Proses pengambilan barang berharga dilakukan dengan merusak fasilitas pengamanan internal rumah. Polisi memastikan bahwa modus operandi yang digunakan melibatkan perusakan fisik pada akses masuk ruangan utama.

"Pelaku melakukan hal tersebut dengan cara masuk melalui pagar belakang rumah, kemudian merusak pintu kamar milik korban kemudian mengambil barang-barang berharga milik korban," ucap Aji.

Setelah melakukan aksi di Bogor, para tersangka terdeteksi berada di Bali untuk meninggalkan wilayah Indonesia.
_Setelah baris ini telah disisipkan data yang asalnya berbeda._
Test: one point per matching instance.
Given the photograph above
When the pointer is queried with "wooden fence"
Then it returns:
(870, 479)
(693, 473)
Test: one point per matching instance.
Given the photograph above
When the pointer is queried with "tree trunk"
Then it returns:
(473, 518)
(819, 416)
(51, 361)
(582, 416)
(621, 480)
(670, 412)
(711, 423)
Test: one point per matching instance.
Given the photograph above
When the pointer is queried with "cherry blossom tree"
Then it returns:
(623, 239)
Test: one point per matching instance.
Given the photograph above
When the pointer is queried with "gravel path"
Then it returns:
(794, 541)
Kepala Kantor Imigrasi Ngurah Rai, Bugie Kurniawan menyatakan bahwa penangkapan berhasil dilakukan pada Sabtu (2/5/2026) berkat koordinasi cepat mengenai status daftar pencarian orang (DPO).

"Kami mampu menangkap siapa pun yang masuk dalam Daftar Pencarian Orang (DPO), sepanjang informasinya disampaikan kepada Kantor Imigrasi Ngurah Rai dengan cepat dan akurat," ujar Bugie dalam keterangan tertulisnya, Senin (4/5/2026).
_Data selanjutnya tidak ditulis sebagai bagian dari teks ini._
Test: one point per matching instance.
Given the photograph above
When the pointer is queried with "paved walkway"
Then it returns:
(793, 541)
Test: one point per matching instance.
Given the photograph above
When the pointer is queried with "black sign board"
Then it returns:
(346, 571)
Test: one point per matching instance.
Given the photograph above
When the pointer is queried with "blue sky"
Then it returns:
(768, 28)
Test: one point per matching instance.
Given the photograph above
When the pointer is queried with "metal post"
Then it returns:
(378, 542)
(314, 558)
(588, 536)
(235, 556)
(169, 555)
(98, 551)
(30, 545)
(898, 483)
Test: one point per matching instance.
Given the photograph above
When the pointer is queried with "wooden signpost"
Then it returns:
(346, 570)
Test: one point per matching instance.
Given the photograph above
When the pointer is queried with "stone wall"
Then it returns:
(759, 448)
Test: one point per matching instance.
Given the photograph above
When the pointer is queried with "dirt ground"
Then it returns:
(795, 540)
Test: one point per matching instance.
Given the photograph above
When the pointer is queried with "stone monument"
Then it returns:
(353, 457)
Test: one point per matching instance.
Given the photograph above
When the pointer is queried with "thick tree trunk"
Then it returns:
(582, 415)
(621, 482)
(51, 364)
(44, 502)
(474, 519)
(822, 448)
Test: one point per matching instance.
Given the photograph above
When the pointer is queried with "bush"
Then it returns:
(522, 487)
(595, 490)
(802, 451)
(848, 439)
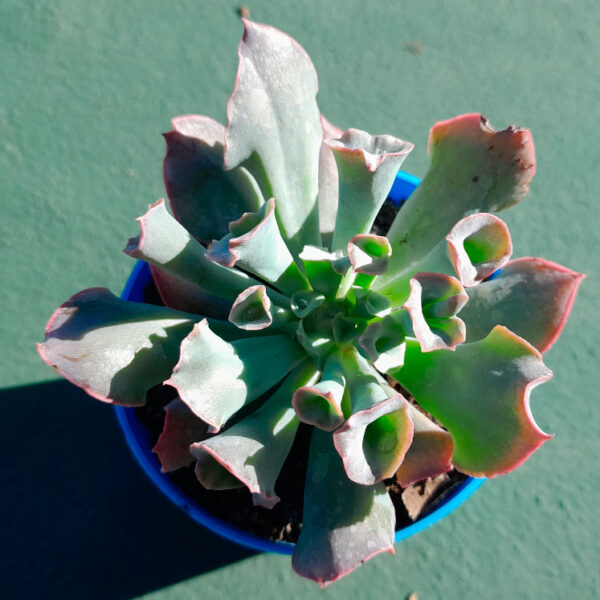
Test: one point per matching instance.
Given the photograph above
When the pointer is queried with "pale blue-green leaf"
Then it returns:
(204, 197)
(113, 349)
(367, 165)
(255, 448)
(255, 244)
(273, 113)
(216, 378)
(344, 524)
(166, 244)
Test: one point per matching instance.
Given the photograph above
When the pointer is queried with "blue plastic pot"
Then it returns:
(138, 438)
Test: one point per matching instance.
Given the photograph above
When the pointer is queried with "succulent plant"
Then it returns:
(283, 307)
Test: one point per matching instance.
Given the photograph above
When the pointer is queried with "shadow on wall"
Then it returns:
(79, 519)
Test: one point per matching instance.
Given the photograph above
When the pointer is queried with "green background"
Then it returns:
(87, 88)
Penyelidikan lebih lanjut mengungkap pola perjalanan internasional para tersangka yang tergolong sangat aktif. Kompol Aji Riznaldi memaparkan bahwa ketiga WNA tersebut memiliki mobilitas tinggi antarnegara di kawasan Asia dalam kurun waktu singkat.

"Dalam sebulan satu negara. Satu bulan satu negara. Satu bulan satu negara. Betul, pulang dulu (ke China) terus balik lagi," kata Aji.

Data pada paspor dan visa menunjukkan rentetan kunjungan ke berbagai negara tetangga sebelum akhirnya melakukan kejahatan di Indonesia. Polisi kini fokus menelusuri tujuan dari setiap perjalanan yang tercatat dalam dokumen imigrasi mereka.

"Jadi negara-negara yang dia kunjungi itu Malaysia, Kamboja, Brunei, Indonesia, kemudian Vietnam. Asia ya, rata-rata Asia semua," lanjut dia.

Saat ini, koordinasi intensif antara Polresta Bogor Kota dan pihak imigrasi masih berlangsung guna membedah riwayat perjalanan para tersangka. Langkah ini diambil untuk melihat kemungkinan adanya keterkaitan tindak pidana serupa di lokasi atau negara lain.

"Nah, ini kita sedang dalami, kita sedang kerja sama dengan imigrasi. Karena di visanya ini banyak nih perjalanannya nih di visanya. Ada dari Malaysia dulu kan, dari Malaysia ke mana," jelasnya.